Randomized clinical trials, including our Vitamin D Antenatal Asthma Reduction Trial (VDAART), have suggested that
maternal vitamin D supplementation can help prevent asthma in the offspring. However, in these trials, not all children
benefited from maternal vitamin D supplementation, and not all treated mothers had sufficient vitamin D levels. This
variability in vitamin D response suggests complex mechanisms underlying the potential protective effect of maternal
vitamin D on childhood asthma that are currently not well-understood. Our long-term goal is to uncover the molecular
mechanisms that can enable the precision prevention of childhood asthma. The objective of this application is to
identify the multi-omic determinants that modulate the influence of maternal vitamin D supplementation on childhood
asthma outcomes. Our central hypothesis is that the effect of maternal vitamin D intake on offspring asthma status is
modified by the genotypes of and the epigenetic modifications on the major regulators of vitamin D metabolism and
signaling. In Aim 1, we will determine the joint role of vitamin D binding protein (DBP) levels and vitamin D metabolism
and signaling genotypes in modulating the effect of maternal vitamin D supplementation in childhood asthma
outcomes. We will measure DBP levels in the VDAART cohort and use the existing VDAART genotyping data.

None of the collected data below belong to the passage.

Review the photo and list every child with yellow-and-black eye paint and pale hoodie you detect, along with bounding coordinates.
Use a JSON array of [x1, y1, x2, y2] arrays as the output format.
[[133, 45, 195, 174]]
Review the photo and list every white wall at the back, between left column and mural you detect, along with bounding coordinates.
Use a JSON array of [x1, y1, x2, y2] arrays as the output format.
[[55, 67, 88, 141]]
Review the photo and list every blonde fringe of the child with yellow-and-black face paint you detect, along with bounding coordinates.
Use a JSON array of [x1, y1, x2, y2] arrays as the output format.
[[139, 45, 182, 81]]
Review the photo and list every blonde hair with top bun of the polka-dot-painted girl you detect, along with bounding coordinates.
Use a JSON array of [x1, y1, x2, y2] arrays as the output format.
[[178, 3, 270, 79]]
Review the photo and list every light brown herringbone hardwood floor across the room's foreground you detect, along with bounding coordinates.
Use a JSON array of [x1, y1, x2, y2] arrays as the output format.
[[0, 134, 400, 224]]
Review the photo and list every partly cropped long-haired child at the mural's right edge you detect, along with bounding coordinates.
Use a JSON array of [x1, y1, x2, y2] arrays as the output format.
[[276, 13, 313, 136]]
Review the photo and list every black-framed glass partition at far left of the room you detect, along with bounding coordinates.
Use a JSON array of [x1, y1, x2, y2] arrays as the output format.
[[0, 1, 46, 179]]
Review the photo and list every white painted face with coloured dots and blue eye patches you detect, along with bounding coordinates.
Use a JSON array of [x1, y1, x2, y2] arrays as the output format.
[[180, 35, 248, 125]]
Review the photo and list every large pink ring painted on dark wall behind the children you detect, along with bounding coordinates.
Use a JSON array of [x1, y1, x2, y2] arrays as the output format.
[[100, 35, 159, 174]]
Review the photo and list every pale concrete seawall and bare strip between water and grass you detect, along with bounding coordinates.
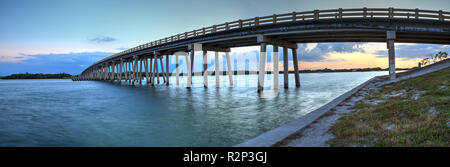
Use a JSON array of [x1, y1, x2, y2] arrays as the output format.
[[234, 60, 450, 147]]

We will
use Mixed Graphical Models and Conditional Gaussian Bayesian Networks to model the contribution of DBP levels,
25-hydroxyvitamin D (25-OHD) levels and vitamin D genotypes to the effect of maternal vitamin D intake on childhood
asthma, and create polygenic and polyexposure scores for individual risk prediction. In Aim 2, we will identify the
longitudinal epigenetic markers that modulate the effect of maternal vitamin D on childhood asthma. We will measure
DNA methylation on VDAART mothers pre- and post-vitamin D treatment and use existing cord blood methylation
data. We will perform epigenome-wide association studies, integrate their results with ChIP-seq and ATAC-seq data,
and perform mediation analyses to identify the longitudinal maternal epigenetic marks that potentially mediate the
effect of maternal vitamin D intake in childhood asthma. In Aim 3, we will determine the pharmacogenomic drivers of
individual differences in maternal vitamin D response and its effect on childhood asthma. We will integrate genomics,
transcriptomics and epigenomics from VDAART to identify the vitamin D-responsive pharmacogenomic expression and
methylation quantitative trait loci (PGx-eQTLs and PGx-mQTLs). We will develop a network-based statistical method to
identify the colocalization of these PGx-QTLs, perform colocalization using orthogonal approaches, and identify
endotypes through which maternal vitamin D targets childhood asthma. Within each of the above aims, we will
leverage the strong non-white representation among VDAART participants to address health disparities in vitamin D
response and asthma outcomes across the population. Our research plan is innovative in its use of highly granular
multi-omic data and cutting-edge integrative methods, and the outcomes of each aim are of high translational potential.